Shine some light on the US' invisible rich
HALF a century ago, a classic essay in The New Yorker, titled Our Invisible Poor, took on the then-prevalent myth that America was an affluent society with only a few "pockets of poverty". For many, the facts about poverty came as a revelation.
I don't think the poor are invisible today, even though you sometimes hear assertions that they aren't really living in poverty: "Hey, some of them have Xboxes!" Instead, these days, it's the rich who are invisible.
But wait - isn't half our TV programming devoted to the breathless portrayal of the real or imagined lifestyles of the rich and fatuous?
Yes, but that's celebrity culture, and it doesn't mean that the public has a good sense of either who the rich are or of how much money they make. In fact, most Americans have no idea just how unequal their society has become.
The latest piece of evidence to that effect is a survey asking people in various countries how much they thought top executives of major companies make, relative to unskilled workers.
In the United States, the median respondent believed that chief executives make about 30 times as much as their employees, which was roughly true in the 1960s. But, since then, the gap has soared and CEOs today earn something like 300 times as much as ordinary workers.
So Americans have no idea how much the Masters of the Universe are paid, a finding very much in line with evidence that the former underestimate vastly the concentration of wealth at the top.
Is this just a reflection of the innumeracy of the hoi polloi? No - the supposedly well-informed often seem comparably out of touch.
Until the Occupy movement turned the "1 per cent" into a catchphrase, it was all too common to hear prominent pundits and politicians speak about inequality as if it was mainly about college graduates versus the less educated, or the top fifth of the population versus the bottom 80 per cent.
And even the 1 per cent is too broad a category; the really big gains have gone to an even tinier elite.
For example, recent estimates indicate not only that the wealth of the top per cent has surged relative to everyone else - rising from 25 per cent of total wealth in 1973 to 40 per cent now - but also that the great bulk of that rise has taken place among the top 0.1 per cent, the richest one-thousandth of Americans.
So how can people be unaware of this development, or at least unaware of its scale?
The main answer, I'd suggest, is that the truly rich are so removed from ordinary people's lives that we never see what they have.
We may notice, and feel aggrieved about, college kids driving luxury cars. But we don't see private-equity managers commuting by helicopter to their immense mansions in the Hamptons.
The exceptions are celebrities, who live their lives in public. And defences of extreme inequality almost always invoke the examples of movie and sports stars.
But celebrities make up only a tiny fraction of the wealthy, and even the biggest stars earn far less than the financial barons who really dominate the upper strata.
For example, according to Forbes, Robert Downey Jr is the highest-paid actor in America, making US$75 million (S$96 million) last year.
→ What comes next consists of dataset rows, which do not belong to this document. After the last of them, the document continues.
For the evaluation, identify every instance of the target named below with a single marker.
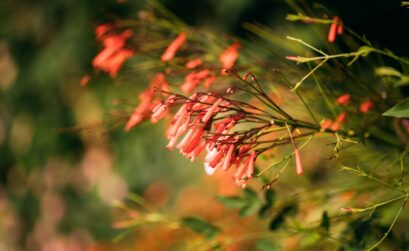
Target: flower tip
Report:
(292, 58)
(85, 80)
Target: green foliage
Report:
(202, 227)
(400, 110)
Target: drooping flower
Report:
(344, 99)
(340, 119)
(114, 54)
(229, 56)
(85, 80)
(194, 63)
(366, 106)
(326, 124)
(335, 28)
(150, 104)
(193, 79)
(174, 47)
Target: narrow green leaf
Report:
(267, 245)
(269, 198)
(202, 227)
(325, 222)
(401, 110)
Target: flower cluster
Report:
(115, 52)
(148, 101)
(206, 122)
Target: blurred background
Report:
(57, 187)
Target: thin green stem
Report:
(308, 74)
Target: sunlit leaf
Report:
(232, 201)
(400, 110)
(202, 227)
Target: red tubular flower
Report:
(114, 54)
(150, 104)
(141, 111)
(366, 106)
(85, 80)
(340, 119)
(326, 124)
(227, 159)
(344, 99)
(245, 170)
(213, 109)
(229, 56)
(194, 63)
(332, 34)
(174, 47)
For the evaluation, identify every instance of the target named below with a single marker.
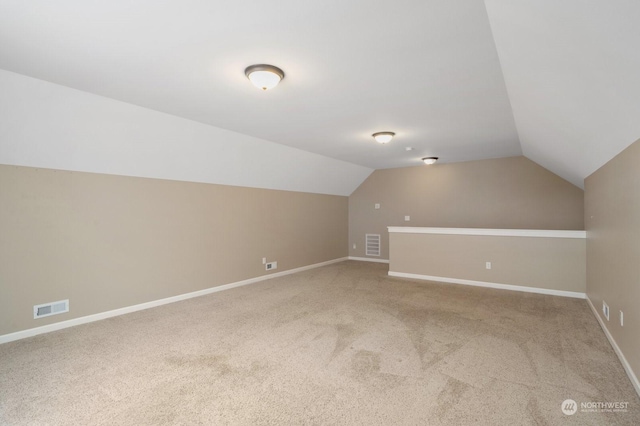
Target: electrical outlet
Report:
(271, 265)
(605, 310)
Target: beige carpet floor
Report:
(343, 344)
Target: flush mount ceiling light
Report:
(264, 76)
(383, 137)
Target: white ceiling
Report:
(555, 80)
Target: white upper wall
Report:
(46, 125)
(572, 71)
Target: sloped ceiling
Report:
(462, 80)
(572, 71)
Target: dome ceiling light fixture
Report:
(264, 76)
(383, 137)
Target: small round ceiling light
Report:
(264, 76)
(383, 137)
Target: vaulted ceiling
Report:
(556, 81)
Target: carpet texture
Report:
(343, 344)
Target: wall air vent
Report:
(372, 244)
(48, 309)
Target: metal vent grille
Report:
(373, 244)
(52, 308)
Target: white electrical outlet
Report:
(271, 265)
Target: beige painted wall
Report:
(107, 242)
(612, 217)
(548, 263)
(500, 193)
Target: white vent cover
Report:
(53, 308)
(373, 244)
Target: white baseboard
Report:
(563, 293)
(616, 349)
(126, 310)
(368, 259)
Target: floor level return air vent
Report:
(373, 244)
(48, 309)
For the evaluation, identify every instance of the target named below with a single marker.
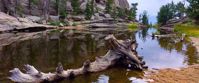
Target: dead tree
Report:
(120, 51)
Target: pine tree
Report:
(145, 20)
(132, 12)
(193, 11)
(109, 7)
(76, 6)
(88, 11)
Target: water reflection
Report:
(166, 52)
(72, 50)
(102, 79)
(143, 34)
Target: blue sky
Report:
(151, 6)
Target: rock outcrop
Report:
(169, 26)
(8, 23)
(36, 7)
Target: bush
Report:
(133, 26)
(190, 30)
(57, 23)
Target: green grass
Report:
(188, 28)
(133, 26)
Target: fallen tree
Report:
(122, 52)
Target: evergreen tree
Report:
(62, 9)
(76, 6)
(180, 7)
(193, 10)
(89, 11)
(109, 7)
(166, 12)
(132, 14)
(145, 20)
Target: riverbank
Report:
(189, 74)
(184, 75)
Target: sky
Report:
(151, 6)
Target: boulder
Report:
(54, 18)
(33, 18)
(101, 25)
(78, 18)
(9, 23)
(107, 15)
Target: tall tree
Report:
(30, 4)
(193, 10)
(76, 6)
(133, 10)
(145, 20)
(166, 12)
(88, 11)
(180, 9)
(46, 9)
(57, 2)
(7, 5)
(109, 6)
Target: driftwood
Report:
(120, 51)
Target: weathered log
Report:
(120, 51)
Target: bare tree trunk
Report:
(120, 52)
(46, 4)
(29, 6)
(16, 7)
(57, 6)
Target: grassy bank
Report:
(133, 26)
(188, 28)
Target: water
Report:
(45, 54)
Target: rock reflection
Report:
(102, 79)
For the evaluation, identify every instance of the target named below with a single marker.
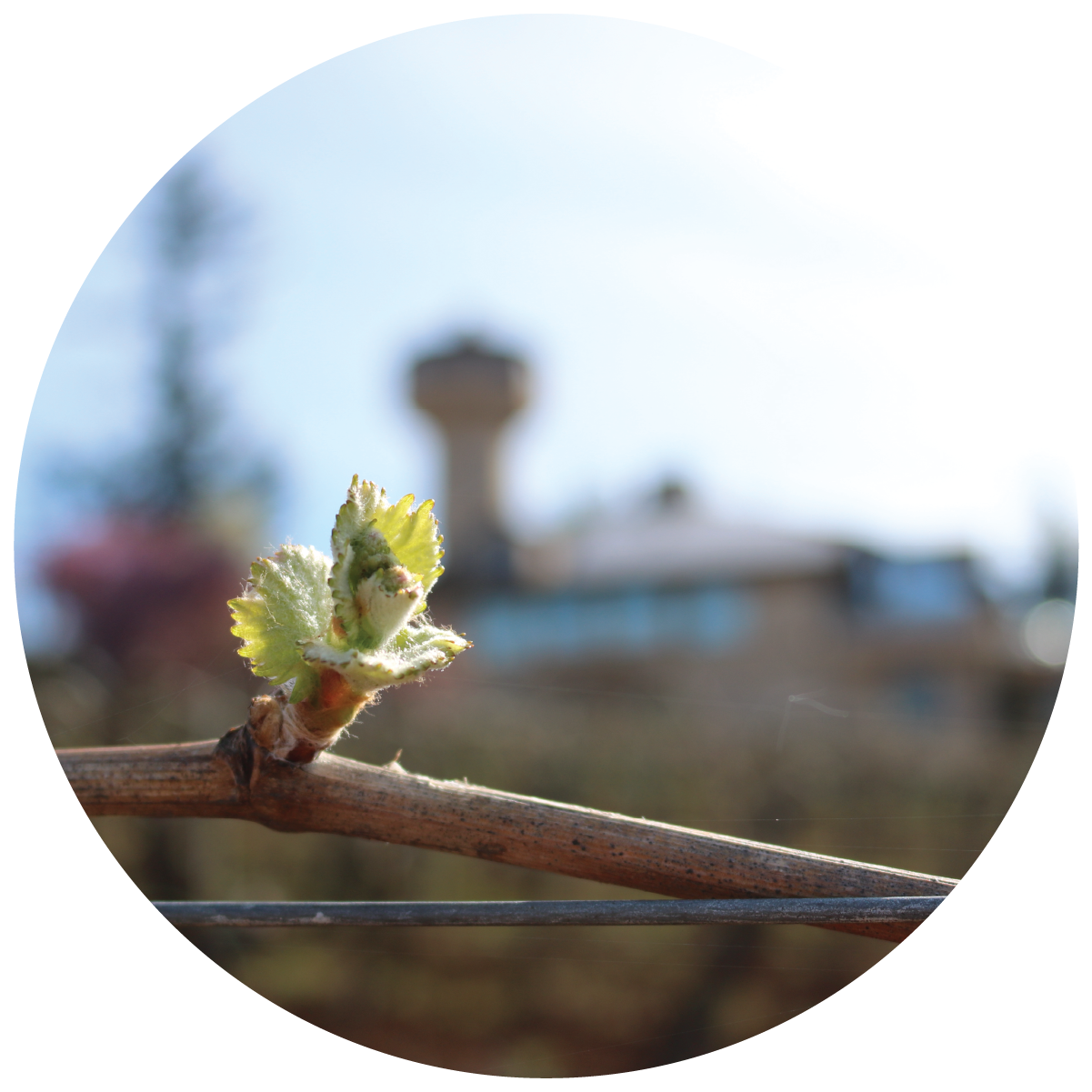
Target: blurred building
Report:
(666, 596)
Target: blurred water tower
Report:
(472, 392)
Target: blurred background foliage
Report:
(718, 737)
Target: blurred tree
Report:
(181, 511)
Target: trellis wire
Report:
(558, 912)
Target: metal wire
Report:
(557, 912)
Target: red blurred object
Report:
(150, 592)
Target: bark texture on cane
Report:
(234, 777)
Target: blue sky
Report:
(637, 211)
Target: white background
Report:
(101, 101)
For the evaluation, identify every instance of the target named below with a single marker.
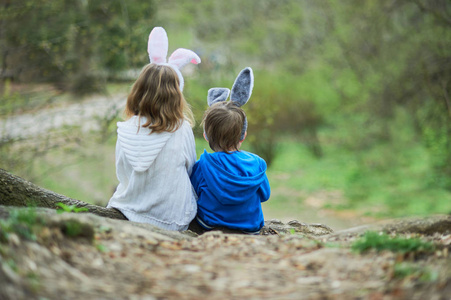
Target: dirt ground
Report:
(112, 259)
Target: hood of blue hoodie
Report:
(233, 177)
(139, 146)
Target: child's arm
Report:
(190, 152)
(264, 191)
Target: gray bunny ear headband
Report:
(240, 94)
(157, 48)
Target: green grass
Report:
(23, 222)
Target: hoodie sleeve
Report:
(196, 178)
(190, 149)
(264, 191)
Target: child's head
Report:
(156, 95)
(223, 124)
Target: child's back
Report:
(231, 187)
(153, 171)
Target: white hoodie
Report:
(153, 172)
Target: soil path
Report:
(89, 112)
(85, 114)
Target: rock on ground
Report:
(116, 259)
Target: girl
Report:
(155, 152)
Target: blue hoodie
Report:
(231, 188)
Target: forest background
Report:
(351, 106)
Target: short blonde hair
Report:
(223, 124)
(156, 95)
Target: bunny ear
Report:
(181, 57)
(217, 95)
(157, 46)
(242, 87)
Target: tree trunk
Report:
(15, 191)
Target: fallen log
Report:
(16, 191)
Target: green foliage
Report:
(381, 241)
(22, 222)
(75, 229)
(70, 208)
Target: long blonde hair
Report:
(156, 95)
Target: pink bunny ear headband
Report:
(240, 94)
(157, 47)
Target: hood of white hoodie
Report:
(139, 146)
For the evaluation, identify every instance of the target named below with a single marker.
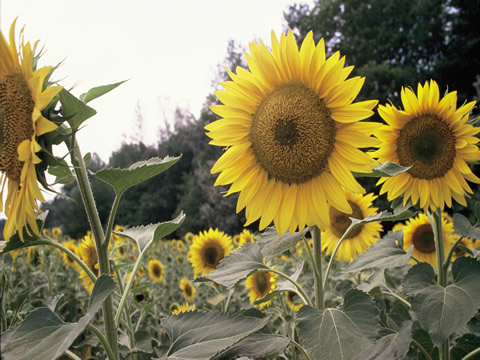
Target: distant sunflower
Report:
(24, 93)
(208, 248)
(155, 270)
(260, 284)
(419, 233)
(359, 239)
(431, 136)
(188, 290)
(292, 134)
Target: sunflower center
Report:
(16, 108)
(427, 144)
(292, 134)
(212, 254)
(340, 221)
(423, 239)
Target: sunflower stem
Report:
(317, 273)
(98, 235)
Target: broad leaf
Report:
(201, 336)
(122, 179)
(339, 333)
(43, 335)
(385, 253)
(443, 311)
(237, 266)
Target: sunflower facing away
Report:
(208, 248)
(292, 134)
(22, 98)
(431, 136)
(358, 240)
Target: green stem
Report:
(317, 273)
(96, 226)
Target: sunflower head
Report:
(208, 248)
(25, 94)
(292, 134)
(433, 138)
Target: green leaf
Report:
(443, 311)
(394, 345)
(237, 266)
(464, 228)
(74, 110)
(145, 235)
(201, 336)
(384, 254)
(43, 335)
(122, 179)
(339, 333)
(98, 91)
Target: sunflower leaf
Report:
(384, 254)
(237, 266)
(444, 310)
(339, 333)
(201, 336)
(122, 179)
(43, 335)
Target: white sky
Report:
(169, 51)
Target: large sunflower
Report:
(431, 136)
(359, 239)
(292, 134)
(208, 248)
(23, 95)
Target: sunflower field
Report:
(325, 274)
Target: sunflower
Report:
(208, 248)
(260, 284)
(23, 95)
(188, 290)
(419, 233)
(359, 239)
(155, 270)
(432, 137)
(292, 134)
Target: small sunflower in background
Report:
(433, 138)
(24, 93)
(208, 248)
(259, 285)
(155, 270)
(419, 233)
(188, 290)
(359, 239)
(292, 134)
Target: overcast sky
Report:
(168, 50)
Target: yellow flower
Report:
(260, 284)
(292, 134)
(418, 232)
(188, 290)
(23, 95)
(358, 240)
(208, 248)
(431, 136)
(155, 270)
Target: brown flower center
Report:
(292, 134)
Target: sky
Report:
(169, 51)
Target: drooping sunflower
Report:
(432, 137)
(260, 284)
(292, 134)
(188, 290)
(419, 233)
(23, 96)
(155, 270)
(208, 248)
(359, 239)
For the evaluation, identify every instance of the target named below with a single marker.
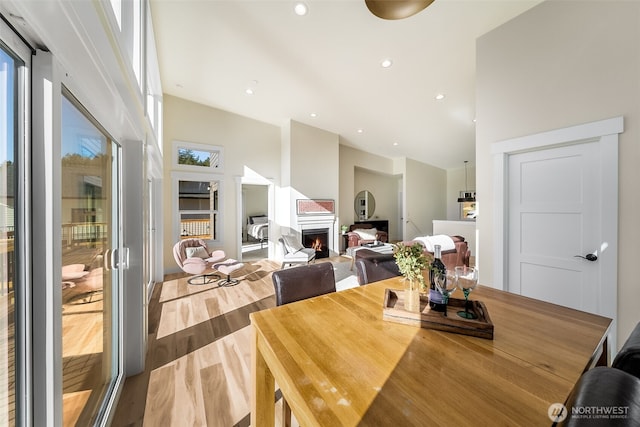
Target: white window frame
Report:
(176, 145)
(176, 177)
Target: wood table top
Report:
(338, 362)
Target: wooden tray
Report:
(394, 311)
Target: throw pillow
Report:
(292, 243)
(197, 252)
(366, 233)
(260, 219)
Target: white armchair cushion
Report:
(196, 252)
(366, 233)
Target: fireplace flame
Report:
(317, 244)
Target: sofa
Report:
(451, 258)
(361, 234)
(372, 266)
(606, 396)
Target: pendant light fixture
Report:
(468, 196)
(396, 9)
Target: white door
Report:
(556, 217)
(554, 222)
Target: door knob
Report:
(588, 257)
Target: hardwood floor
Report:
(198, 361)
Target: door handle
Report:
(588, 257)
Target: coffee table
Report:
(382, 248)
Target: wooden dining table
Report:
(337, 362)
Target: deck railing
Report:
(195, 228)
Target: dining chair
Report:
(628, 358)
(302, 282)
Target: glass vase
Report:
(412, 295)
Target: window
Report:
(198, 206)
(197, 157)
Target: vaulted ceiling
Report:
(325, 68)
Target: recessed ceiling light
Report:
(300, 9)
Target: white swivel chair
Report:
(294, 252)
(194, 257)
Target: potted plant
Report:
(411, 261)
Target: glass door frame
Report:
(14, 46)
(48, 83)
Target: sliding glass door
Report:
(90, 194)
(8, 273)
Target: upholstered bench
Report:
(226, 268)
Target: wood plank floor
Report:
(198, 361)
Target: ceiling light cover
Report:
(300, 9)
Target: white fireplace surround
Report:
(310, 222)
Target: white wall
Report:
(561, 64)
(255, 202)
(246, 142)
(455, 184)
(384, 189)
(425, 198)
(351, 160)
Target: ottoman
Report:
(226, 268)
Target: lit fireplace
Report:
(317, 239)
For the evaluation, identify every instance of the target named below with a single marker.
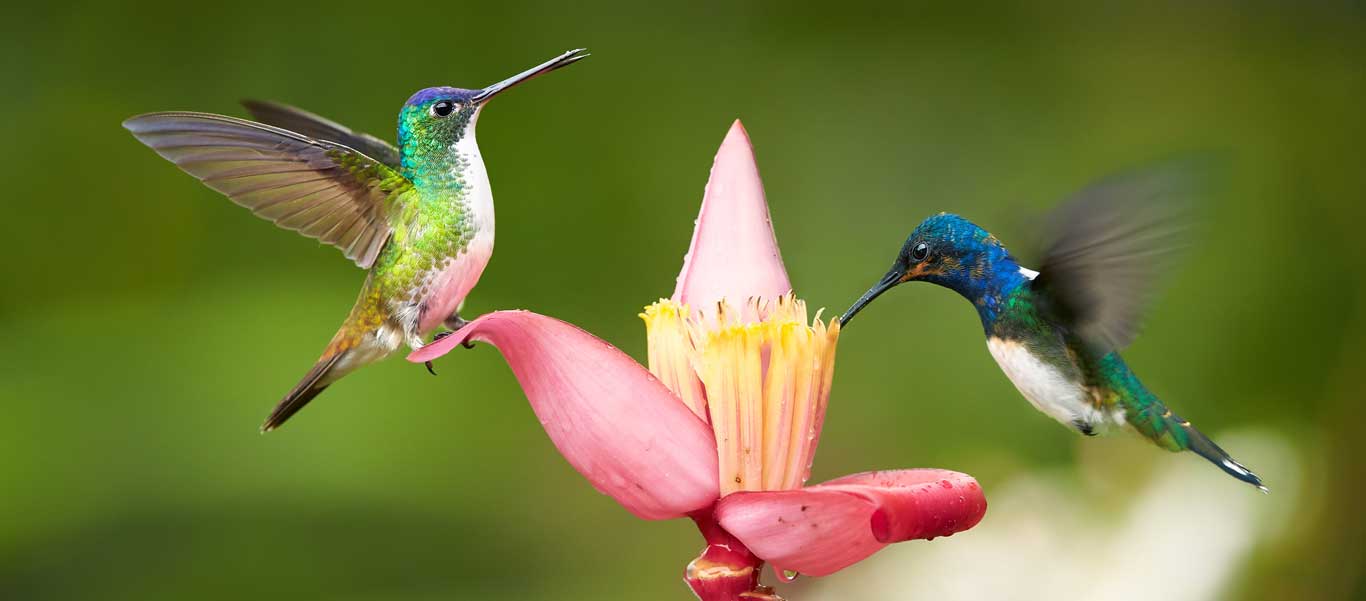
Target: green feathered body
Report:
(1082, 387)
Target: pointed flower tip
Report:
(736, 134)
(734, 252)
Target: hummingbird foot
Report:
(454, 324)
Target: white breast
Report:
(1044, 385)
(459, 273)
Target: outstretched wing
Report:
(313, 126)
(1107, 246)
(317, 187)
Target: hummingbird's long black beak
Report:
(563, 60)
(888, 282)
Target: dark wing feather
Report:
(316, 187)
(313, 126)
(1107, 246)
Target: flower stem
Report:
(726, 570)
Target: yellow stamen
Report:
(764, 384)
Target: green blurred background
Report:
(150, 324)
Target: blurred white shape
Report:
(1180, 537)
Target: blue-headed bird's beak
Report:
(895, 276)
(563, 60)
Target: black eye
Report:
(443, 108)
(920, 252)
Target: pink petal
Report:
(827, 527)
(734, 253)
(607, 414)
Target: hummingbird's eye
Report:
(920, 252)
(443, 108)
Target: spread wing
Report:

According to the same publication, the top 25 hedge-fund managers took home, on average, almost a billion dollars each last year.
Does the invisibility of the very rich matter? Politically, it matters a lot.
Pundits sometimes wonder why American voters don't care more about inequality; part of the answer is that they don't realise how extreme it is. And defenders of the super rich take advantage of that ignorance.
When the Heritage Foundation tells us that the top 10 per cent of filers are burdened cruelly because they pay 68 per cent of income taxes, it's hoping that we won't notice the word "income". Other taxes, such as the payroll tax, are far less progressive.
But it's also hoping you don't know that the top 10 per cent receive almost half of all income and own 75 per cent of the nation's wealth, which makes their burden seem a lot less disproportionate.
If asked, most Americans say that inequality is too high and something should be done about it - there is overwhelming support for higher minimum wages, and a majority favour higher taxes at the top. But, at least so far, confronting extreme inequality hasn't been an election-winning issue.
Maybe that would be true even if Americans knew the facts about our new Gilded Age. But we don't know that. Today's political balance rests on a foundation of ignorance, in which the public has no idea what our society is really like.